[klodolph]

> I’ve never had that issue, and used to heavily use recursive make. I carefully benchmarked those make files, and am sure this wasn’t an issue.

So, you’ve never had two different targets that depend on something in a subdirectory? If you’ve just solved this by building subdirectories in a specific order, or building entire subdirectories rather than the specific targets you need, what you’re really doing is making an incorrect dependency graph in order to work around make’s limitations. These kind of decisions make sense for full builds, but interfere with incremental builds.

Bazel & family (Buck, Pants, Please, etc.) are among the few build systems that solve this problem well. It’s not an accident that they all use package:target syntax for specifying targets, rather than just using a path, because this allows the build system to determine exactly which file contains the relevant build rule without having to probe the filesystem.
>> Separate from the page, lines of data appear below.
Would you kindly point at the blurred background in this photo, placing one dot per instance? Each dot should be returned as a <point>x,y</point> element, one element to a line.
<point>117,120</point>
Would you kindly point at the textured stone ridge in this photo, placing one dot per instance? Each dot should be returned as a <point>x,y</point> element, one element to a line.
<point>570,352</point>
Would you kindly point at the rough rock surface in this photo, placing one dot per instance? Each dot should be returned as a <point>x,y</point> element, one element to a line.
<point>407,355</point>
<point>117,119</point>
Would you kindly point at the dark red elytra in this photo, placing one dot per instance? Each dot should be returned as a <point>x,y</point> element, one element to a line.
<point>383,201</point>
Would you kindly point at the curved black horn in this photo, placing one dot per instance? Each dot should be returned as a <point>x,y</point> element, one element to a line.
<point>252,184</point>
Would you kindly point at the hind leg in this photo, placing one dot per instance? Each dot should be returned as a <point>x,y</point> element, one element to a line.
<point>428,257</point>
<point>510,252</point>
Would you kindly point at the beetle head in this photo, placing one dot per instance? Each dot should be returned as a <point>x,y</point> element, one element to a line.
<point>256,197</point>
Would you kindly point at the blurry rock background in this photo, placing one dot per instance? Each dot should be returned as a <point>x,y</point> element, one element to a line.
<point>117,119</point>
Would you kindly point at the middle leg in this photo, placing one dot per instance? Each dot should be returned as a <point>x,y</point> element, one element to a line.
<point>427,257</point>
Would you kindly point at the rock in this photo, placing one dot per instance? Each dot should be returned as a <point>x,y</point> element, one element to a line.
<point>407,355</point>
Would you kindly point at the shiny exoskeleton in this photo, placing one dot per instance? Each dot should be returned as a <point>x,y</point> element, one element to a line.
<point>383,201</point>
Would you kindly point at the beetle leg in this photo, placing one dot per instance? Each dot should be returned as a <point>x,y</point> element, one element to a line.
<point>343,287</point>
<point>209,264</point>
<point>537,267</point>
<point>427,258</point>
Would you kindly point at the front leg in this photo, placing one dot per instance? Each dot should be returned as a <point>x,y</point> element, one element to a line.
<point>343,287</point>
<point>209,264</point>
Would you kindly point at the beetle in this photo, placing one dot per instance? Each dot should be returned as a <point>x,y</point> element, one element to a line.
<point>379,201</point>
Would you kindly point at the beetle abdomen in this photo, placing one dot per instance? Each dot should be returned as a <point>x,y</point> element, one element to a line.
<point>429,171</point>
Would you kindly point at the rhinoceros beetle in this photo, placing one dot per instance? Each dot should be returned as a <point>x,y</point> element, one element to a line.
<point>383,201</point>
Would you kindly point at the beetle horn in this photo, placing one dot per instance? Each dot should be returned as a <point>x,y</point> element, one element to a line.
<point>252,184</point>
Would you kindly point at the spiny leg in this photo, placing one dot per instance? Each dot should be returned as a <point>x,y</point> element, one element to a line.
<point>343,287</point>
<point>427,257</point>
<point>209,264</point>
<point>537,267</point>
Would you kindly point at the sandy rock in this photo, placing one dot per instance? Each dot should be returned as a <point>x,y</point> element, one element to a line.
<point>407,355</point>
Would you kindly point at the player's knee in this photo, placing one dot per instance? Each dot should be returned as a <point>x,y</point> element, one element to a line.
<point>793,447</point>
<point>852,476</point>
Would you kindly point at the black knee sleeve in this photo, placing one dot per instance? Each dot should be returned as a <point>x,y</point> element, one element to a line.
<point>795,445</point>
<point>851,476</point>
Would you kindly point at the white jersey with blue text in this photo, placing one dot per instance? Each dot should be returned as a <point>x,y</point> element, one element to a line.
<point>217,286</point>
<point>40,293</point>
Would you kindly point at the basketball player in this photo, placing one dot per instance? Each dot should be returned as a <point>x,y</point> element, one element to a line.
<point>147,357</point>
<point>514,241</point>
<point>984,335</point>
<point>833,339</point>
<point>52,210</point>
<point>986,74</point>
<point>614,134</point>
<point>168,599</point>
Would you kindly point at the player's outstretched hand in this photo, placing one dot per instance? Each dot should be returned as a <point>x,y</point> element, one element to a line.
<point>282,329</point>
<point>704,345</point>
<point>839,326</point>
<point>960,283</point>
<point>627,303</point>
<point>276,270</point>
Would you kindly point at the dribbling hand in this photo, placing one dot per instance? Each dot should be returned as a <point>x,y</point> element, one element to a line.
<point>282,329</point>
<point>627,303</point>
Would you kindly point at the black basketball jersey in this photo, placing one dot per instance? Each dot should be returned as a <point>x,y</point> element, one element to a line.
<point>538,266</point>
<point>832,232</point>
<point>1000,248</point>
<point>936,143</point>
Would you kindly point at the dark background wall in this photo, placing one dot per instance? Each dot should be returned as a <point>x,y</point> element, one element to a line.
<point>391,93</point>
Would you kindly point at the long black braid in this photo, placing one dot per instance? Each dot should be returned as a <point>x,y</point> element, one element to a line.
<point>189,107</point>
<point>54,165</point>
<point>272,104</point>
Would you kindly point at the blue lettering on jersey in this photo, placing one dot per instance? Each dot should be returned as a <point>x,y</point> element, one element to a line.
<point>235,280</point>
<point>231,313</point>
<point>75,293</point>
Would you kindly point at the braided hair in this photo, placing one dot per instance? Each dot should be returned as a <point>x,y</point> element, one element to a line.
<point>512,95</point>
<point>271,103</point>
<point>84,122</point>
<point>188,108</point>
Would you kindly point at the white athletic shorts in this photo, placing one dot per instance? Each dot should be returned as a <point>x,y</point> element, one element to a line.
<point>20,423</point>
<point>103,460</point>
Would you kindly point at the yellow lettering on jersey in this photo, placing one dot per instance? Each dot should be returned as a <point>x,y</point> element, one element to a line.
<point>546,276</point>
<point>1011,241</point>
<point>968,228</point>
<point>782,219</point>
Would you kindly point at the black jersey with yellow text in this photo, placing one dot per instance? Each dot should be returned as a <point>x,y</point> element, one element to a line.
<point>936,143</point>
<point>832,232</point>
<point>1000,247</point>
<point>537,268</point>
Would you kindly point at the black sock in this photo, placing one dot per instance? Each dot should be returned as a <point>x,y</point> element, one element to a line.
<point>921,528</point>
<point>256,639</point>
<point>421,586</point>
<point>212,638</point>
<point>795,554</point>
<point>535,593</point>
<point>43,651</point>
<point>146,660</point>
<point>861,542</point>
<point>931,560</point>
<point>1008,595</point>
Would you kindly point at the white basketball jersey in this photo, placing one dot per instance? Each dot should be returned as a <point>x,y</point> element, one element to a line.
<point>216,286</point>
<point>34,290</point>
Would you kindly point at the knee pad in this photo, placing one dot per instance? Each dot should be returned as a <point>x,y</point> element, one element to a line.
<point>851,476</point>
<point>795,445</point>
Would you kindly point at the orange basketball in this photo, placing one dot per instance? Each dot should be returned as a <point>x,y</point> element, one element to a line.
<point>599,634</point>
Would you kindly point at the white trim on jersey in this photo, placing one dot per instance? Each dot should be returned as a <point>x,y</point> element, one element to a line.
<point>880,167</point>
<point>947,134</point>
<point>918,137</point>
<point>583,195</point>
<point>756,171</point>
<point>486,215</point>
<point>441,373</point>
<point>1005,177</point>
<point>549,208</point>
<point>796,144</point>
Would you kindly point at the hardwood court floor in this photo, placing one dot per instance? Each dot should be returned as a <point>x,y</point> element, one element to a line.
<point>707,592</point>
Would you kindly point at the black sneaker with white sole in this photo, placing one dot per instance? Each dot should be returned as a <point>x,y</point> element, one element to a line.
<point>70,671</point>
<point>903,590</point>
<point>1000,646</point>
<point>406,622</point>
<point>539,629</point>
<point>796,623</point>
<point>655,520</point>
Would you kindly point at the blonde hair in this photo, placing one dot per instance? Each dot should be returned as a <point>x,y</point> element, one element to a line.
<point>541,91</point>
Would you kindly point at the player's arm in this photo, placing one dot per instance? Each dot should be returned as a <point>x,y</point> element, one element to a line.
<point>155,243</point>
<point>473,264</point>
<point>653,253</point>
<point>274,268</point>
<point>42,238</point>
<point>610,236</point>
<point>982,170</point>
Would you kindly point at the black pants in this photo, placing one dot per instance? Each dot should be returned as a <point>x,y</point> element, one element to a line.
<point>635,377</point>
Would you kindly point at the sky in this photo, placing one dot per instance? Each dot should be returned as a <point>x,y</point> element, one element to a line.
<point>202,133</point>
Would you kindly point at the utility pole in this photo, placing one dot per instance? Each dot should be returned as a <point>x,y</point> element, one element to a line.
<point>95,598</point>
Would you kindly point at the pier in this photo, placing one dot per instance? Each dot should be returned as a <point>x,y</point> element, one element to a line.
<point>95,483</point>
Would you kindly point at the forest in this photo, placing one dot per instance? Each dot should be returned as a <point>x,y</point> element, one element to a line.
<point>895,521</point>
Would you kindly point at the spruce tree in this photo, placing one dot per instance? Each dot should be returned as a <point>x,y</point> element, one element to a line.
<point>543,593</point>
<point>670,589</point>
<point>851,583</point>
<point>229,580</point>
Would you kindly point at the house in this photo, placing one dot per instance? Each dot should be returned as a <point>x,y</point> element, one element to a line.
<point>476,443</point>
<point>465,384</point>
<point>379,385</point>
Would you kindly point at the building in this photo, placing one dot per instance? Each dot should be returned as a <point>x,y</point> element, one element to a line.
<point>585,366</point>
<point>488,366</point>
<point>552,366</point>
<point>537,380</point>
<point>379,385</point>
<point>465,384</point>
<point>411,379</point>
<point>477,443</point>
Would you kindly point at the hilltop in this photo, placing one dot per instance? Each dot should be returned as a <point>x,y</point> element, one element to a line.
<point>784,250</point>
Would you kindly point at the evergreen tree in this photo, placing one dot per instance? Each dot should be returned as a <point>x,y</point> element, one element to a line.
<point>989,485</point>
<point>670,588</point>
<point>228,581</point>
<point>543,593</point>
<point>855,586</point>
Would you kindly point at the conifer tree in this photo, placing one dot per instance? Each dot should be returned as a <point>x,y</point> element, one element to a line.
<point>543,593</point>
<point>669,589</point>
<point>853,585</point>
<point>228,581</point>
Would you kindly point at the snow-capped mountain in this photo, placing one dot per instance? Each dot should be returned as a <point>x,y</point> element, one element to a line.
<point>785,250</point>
I would love to simply recommend Bazel but the fact is there is a bit of a barrier to entry depending on how standard / nonstandard your build rules are and depending on how you think that third-party dependencies should be pulled in. Depending on your project, you could convert to Bazel in an hour just by looking at a couple examples, or you could have to dive deep into Bazel to figure out how to do something (custom toolchains, custom rules, etc.)

As you observed, the alternatives to make are often inferior, and it’s often because they’re solving the wrong problems. For example, sticking a more complex & sophisticated scripting system in front of make.

[hedora]

If there’s a requirement to use an intermediate target from a subdirectory, and that’s not expressible in the parents or siblings, you could run into issues. I thought you meant it failed to parallelize multiple unrelated targets because they are in multiple subdirectories.

Anyway, the solution to that specific problem is written up in “Recursive make considered harmful”. Make handles it elegantly.

The title is kind of a spoiler, but if you’re using recursive make and care about fine grained dependencies across makefiles, you’re doing something wrong.

As an aside, I wonder if recursive make misuse is why people claim ninja is faster than make. I’ve benchmarked projects before and after, and before, make was generally using < 1% CPU vs 1000%+ for clang.

Afterwards, ninja was exploiting the same underlying parallelism in the dependency graph as make was. Thanks to Amdahl’s Law, there was no measurable speedup. The only thing I can figure is there’s some perceived lack of expressivity in make’s dependency language, or there are an absurd number of dependencies with trivial “build” steps.